2-Gerekçesini belirterek itirazı reddederek dosyayı Cumhuriyet savcısına gönderir,

Cumhuriyet savcısı da, sulh ceza hakimliğince verilen kararı, kararı itiraz edene ve şüpheliye bildirir.

Kanun gereği, itirazın reddedilmesi halinde bu aşamada yapılan masraflar itiraz edene aittir.

Eğer, sulh ceza hâkimliği itirazı yerinde bulursa, kovuşturmaya yer olmadığına dair kararı kaldırır, bu durumda Cumhuriyet savcısı iddianame düzenleyerek mahkemeye göndermek zorundadır.

Cumhuriyet savcısının kamu davasının açılmaması hususunda takdir yetkisini kullandığı hâllerde bu madde hüküm uygulanmaz. Örneğin; Cumhuriyet savcısının kamu davasını açmada takdir yetkisinin düzenlendiği CMK 171/1. maddesinde yazılı, cezayı kaldıran şahsî sebep olarak etkin pişmanlık hükümlerinin uygulanmasını gerektiren koşulların ya da şahsî cezasızlık sebebinin varlığı halinde, Cumhuriyet savcısı kovuşturmaya yer olmadığı kararı verebilir.

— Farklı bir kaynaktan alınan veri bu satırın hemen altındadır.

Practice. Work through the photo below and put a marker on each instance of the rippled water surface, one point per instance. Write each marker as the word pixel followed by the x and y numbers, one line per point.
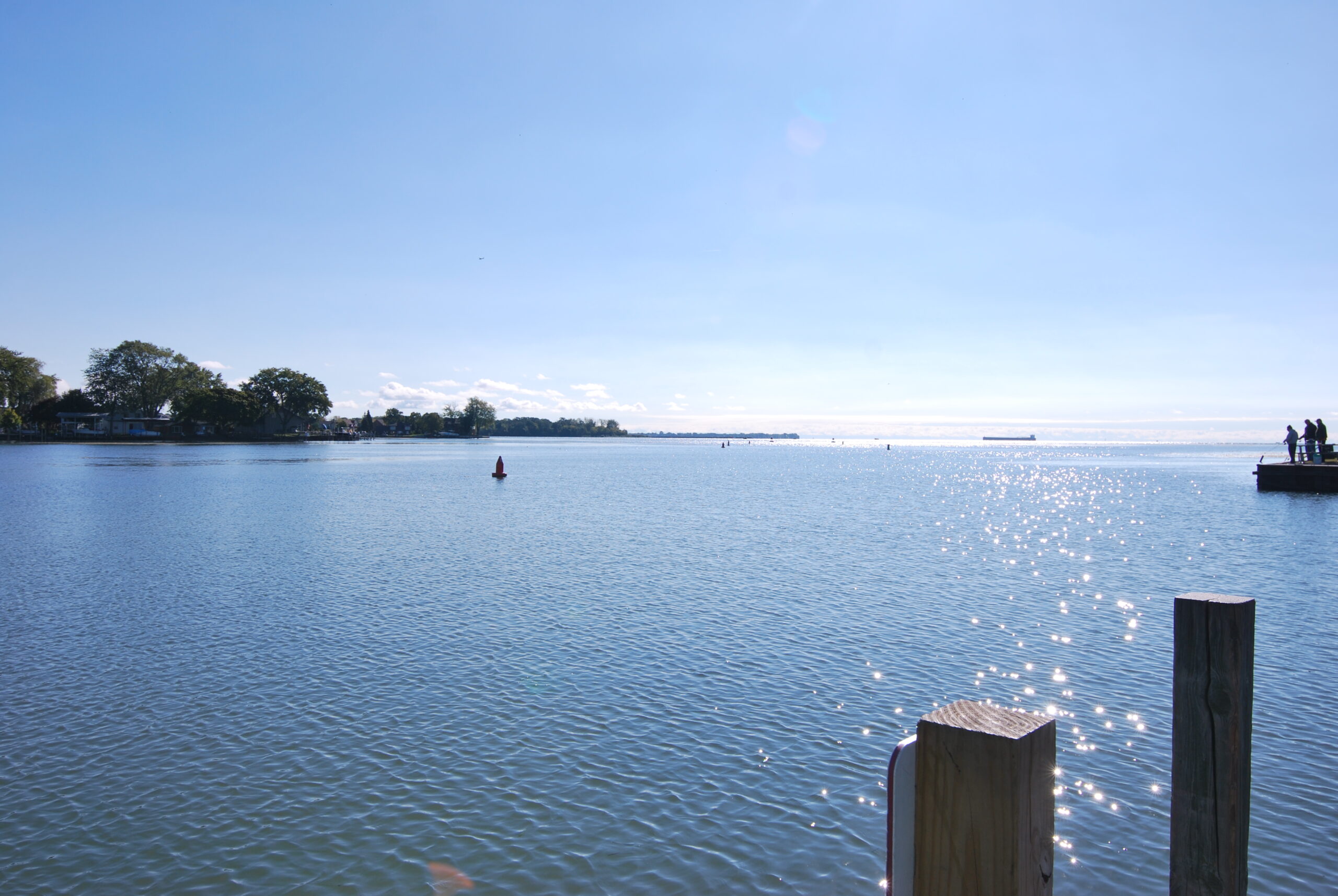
pixel 635 667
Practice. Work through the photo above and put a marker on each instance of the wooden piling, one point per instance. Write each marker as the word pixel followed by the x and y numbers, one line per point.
pixel 984 803
pixel 1210 744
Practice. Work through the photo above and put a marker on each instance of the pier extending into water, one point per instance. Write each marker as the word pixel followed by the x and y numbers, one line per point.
pixel 1297 478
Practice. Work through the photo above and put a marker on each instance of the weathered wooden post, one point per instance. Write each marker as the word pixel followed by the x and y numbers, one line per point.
pixel 984 803
pixel 1210 744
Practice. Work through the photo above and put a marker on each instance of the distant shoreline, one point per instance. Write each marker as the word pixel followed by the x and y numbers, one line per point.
pixel 712 435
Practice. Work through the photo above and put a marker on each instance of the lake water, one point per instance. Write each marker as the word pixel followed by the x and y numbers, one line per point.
pixel 635 667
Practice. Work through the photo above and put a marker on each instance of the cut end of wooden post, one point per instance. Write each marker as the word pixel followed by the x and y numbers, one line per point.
pixel 987 719
pixel 1214 598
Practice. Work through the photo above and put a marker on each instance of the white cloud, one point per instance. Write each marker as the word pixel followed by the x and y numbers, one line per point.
pixel 521 404
pixel 497 386
pixel 593 389
pixel 489 387
pixel 412 399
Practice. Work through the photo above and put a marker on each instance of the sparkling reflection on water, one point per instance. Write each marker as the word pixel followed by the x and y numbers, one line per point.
pixel 635 667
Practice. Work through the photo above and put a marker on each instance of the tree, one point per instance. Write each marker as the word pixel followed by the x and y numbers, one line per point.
pixel 142 377
pixel 46 412
pixel 220 406
pixel 477 418
pixel 22 382
pixel 288 395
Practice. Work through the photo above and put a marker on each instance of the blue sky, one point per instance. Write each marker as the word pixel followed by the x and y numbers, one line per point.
pixel 851 219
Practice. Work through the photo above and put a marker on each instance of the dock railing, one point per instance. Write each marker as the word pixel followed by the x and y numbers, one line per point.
pixel 985 777
pixel 1318 452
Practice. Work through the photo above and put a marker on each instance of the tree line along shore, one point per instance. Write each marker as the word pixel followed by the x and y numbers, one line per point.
pixel 141 389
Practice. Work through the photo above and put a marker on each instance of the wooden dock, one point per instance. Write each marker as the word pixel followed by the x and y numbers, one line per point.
pixel 1297 478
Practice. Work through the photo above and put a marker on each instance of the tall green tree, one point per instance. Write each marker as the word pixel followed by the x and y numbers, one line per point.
pixel 288 394
pixel 477 418
pixel 22 382
pixel 141 379
pixel 220 406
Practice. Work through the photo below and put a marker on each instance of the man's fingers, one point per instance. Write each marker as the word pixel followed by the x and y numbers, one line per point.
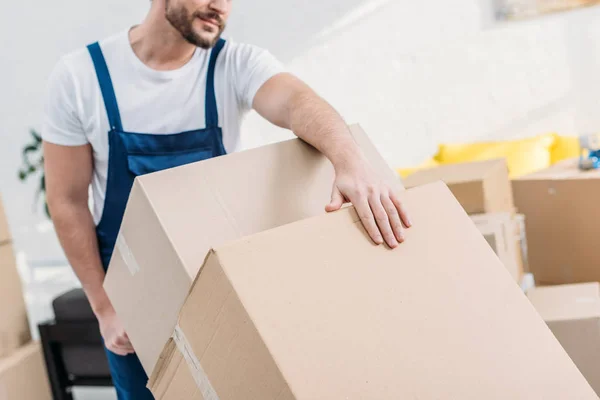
pixel 401 209
pixel 393 216
pixel 117 350
pixel 366 216
pixel 382 219
pixel 337 200
pixel 122 342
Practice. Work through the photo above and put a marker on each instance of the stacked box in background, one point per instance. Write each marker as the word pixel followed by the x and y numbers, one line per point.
pixel 14 324
pixel 502 232
pixel 484 190
pixel 562 209
pixel 22 370
pixel 23 375
pixel 480 187
pixel 561 205
pixel 573 314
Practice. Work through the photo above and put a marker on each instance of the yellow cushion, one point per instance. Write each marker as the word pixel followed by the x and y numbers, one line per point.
pixel 522 156
pixel 564 147
pixel 404 172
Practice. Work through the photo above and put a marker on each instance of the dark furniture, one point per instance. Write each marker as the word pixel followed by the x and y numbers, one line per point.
pixel 72 346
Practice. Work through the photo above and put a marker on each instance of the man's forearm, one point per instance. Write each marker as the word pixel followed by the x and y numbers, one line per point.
pixel 76 232
pixel 314 120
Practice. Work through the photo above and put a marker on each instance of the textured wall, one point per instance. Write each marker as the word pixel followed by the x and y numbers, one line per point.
pixel 412 73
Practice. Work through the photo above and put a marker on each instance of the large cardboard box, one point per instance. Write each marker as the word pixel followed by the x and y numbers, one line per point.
pixel 14 324
pixel 23 375
pixel 314 311
pixel 5 235
pixel 480 187
pixel 573 314
pixel 174 217
pixel 502 232
pixel 561 208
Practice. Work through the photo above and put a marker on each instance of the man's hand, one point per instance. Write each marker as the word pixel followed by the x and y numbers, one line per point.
pixel 114 335
pixel 381 212
pixel 288 102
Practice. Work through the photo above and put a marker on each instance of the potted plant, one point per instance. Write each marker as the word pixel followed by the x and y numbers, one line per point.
pixel 33 166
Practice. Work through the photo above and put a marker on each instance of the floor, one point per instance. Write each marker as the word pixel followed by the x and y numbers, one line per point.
pixel 41 285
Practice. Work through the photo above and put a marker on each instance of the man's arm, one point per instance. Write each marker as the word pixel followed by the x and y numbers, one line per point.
pixel 289 103
pixel 68 175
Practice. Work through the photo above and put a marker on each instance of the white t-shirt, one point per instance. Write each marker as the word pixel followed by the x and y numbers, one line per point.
pixel 150 101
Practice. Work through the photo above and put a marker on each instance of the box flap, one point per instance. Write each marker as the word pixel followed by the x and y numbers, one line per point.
pixel 242 193
pixel 455 173
pixel 437 317
pixel 567 302
pixel 175 216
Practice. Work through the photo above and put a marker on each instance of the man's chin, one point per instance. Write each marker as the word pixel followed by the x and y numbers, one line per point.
pixel 202 39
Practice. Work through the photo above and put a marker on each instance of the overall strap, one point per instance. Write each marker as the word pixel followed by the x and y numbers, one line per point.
pixel 211 112
pixel 106 86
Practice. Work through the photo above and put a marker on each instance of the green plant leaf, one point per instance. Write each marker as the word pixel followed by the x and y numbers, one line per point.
pixel 35 135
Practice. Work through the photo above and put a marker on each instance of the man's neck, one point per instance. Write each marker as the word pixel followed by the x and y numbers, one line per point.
pixel 158 45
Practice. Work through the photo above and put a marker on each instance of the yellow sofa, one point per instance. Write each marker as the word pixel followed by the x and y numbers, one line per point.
pixel 523 156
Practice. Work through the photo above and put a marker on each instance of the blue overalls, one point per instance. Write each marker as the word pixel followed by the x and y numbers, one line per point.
pixel 133 154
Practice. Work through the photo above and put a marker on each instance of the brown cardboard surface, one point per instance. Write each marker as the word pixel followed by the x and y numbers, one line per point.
pixel 175 216
pixel 14 325
pixel 23 375
pixel 313 310
pixel 560 205
pixel 573 314
pixel 5 235
pixel 501 230
pixel 480 187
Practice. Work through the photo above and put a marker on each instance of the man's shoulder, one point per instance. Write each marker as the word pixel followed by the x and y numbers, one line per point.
pixel 79 58
pixel 77 64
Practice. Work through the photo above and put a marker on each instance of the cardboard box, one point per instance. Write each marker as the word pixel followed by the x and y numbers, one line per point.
pixel 480 187
pixel 502 232
pixel 174 217
pixel 14 324
pixel 313 310
pixel 561 208
pixel 5 235
pixel 573 314
pixel 23 375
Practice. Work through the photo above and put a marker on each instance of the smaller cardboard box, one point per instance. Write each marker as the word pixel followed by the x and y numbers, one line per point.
pixel 313 310
pixel 573 314
pixel 503 232
pixel 23 375
pixel 480 187
pixel 561 208
pixel 14 324
pixel 5 235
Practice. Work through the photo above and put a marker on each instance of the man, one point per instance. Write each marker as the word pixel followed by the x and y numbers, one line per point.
pixel 164 93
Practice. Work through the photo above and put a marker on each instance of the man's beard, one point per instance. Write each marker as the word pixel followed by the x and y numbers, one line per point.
pixel 181 20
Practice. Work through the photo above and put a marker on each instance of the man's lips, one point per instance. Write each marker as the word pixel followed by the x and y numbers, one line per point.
pixel 211 21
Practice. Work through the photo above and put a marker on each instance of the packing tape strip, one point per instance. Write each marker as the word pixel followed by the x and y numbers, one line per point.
pixel 202 381
pixel 127 255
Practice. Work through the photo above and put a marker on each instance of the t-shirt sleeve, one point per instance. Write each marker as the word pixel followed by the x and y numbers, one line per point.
pixel 253 66
pixel 61 123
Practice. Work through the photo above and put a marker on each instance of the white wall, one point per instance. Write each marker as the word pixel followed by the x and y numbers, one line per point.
pixel 412 73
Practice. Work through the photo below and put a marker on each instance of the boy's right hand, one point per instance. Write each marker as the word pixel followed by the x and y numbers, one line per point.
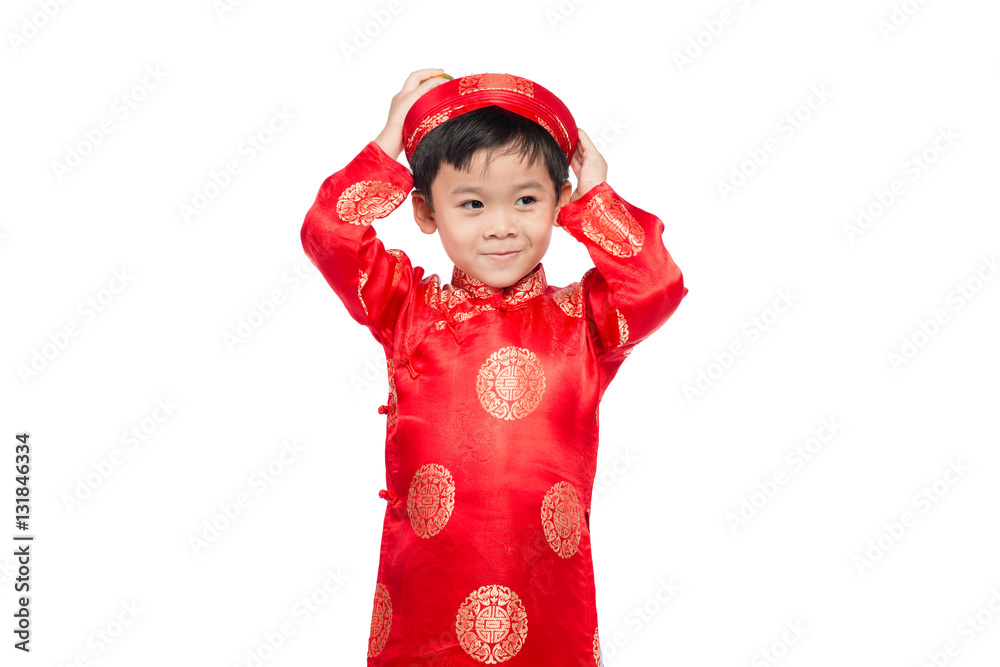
pixel 419 82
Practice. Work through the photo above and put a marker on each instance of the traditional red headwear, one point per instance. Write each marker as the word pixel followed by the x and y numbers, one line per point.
pixel 467 93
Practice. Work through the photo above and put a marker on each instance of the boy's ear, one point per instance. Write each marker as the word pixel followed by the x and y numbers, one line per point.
pixel 564 194
pixel 422 213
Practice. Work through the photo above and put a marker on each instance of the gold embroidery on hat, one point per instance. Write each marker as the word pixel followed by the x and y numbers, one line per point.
pixel 381 620
pixel 366 201
pixel 425 126
pixel 608 223
pixel 562 518
pixel 492 624
pixel 431 499
pixel 474 83
pixel 510 383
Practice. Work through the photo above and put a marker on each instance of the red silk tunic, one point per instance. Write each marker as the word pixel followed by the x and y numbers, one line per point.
pixel 492 422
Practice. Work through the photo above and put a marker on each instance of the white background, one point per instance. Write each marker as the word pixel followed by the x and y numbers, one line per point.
pixel 672 132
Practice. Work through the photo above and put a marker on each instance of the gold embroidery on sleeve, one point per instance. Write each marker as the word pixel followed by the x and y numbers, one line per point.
pixel 431 499
pixel 362 279
pixel 366 201
pixel 510 383
pixel 608 223
pixel 381 620
pixel 492 624
pixel 570 299
pixel 562 519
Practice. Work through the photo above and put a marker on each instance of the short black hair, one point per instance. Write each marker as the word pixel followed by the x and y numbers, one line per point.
pixel 457 140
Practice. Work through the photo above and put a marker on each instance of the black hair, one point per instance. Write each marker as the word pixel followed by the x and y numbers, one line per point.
pixel 457 140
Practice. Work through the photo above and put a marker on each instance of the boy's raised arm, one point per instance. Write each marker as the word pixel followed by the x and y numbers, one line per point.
pixel 636 286
pixel 337 233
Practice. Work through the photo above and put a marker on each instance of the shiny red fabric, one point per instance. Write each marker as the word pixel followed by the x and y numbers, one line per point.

KOVUŞTURMAYA YER OLMADIĞINA DAİR KARARIN KESİNLEŞMESİNDEN SONRA YENİDEN SORUŞTURMA BAŞLATILABİLİR Mİ?

CMK 172/2. maddesinde düzenlenmiş olup, buna göre, kovuşturmaya yer olmadığına dair karar verildikten sonra kamu davasının açılması için yeterli şüphe oluşturacak yeni delil elde edilmedikçe ve bu hususta sulh ceza hâkimliğince bir karar verilmedikçe, aynı fiilden dolayı kamu davası açılamaz.

Kanun metninden de anlaşılacağı üzere, kovuşturmaya yer olmadığına dair karar kesinleştikten sonra Cumhuriyet savcısı kamu davası açmak için yeterli yeni delille ulaşsa bile, kendiliğinden soruşturma dosyasını ele alıp dava açma yetkisi bulunmamaktadır. Mutlaka bu konu da sulh ceza hakimliğinden bir karar alması gerekir.

Yeterli yeni delilden anlaşılması gereken ise, delilin kovuşturmaya yer olmadığına dair karardan önce mevcut olması, ancak ele geçirilememesi, ya da delilin karardan önce dosya kapsamında bulunmasına rağmen Cumhuriyet savcısı tarafından görülmeyip, değerlendirmeye alınmayan delil, yeni delildir.

Yürürlükten kaldırılan, 1412 sayılı CMUK’dan farklı olarak 5271 sayılı CMK’da kovuşturmaya yer olmadığına dair kararın kaldırılmasının belli şartlara tabi kılınmış olup, Cumhuriyet savcısı kendiliğinden veya başkaca bir makamın talimatı üzerine aynı fiilden dolayı kovuşturmaya yer olmadığına dair karar kaldırılarak kamu davası açamaz.

Buradaki başka makam ifadesi Cumhuriyet başsavcısını gündeme getirir ki, kanunla Cumhuriyet başsavcılarının da, hukuken kesinleşmiş kovuşturmaya yer olmadığına dair kararları kaldırma ve yeniden soruşturma talimatı verme yetkisi yoktur.

CMK 172/3. maddesi gereği, kovuşturmaya yer olmadığına dair kararın etkin soruşturma yapılmadan verildiğinin Avrupa İnsan Hakları Mahkemesinin kesinleşmiş kararıyla tespit edilmesi veya bu karar aleyhine Avrupa İnsan Hakları Mahkemesine yapılan başvuru hakkında dostane çözüm ya da tek taraflı deklarasyon sonucunda düşme kararı verilmesi üzerine, kararın kesinleşmesinden itibaren üç ay içinde talep edilmesi hâlinde yeniden soruşturma açılır.

Yukarıda kovuşturmaya yer olmadığına dair karar konusu genel itibariyle açıklanmış olup bu hususlar somut olaya göre değişkenlik gösterebilmektedir. Bu nedenle hak kaybına uğramamak açısından avukat danışmanlığında hukuki sürecin yürütülmesi faydalı ve doğru olacaktır.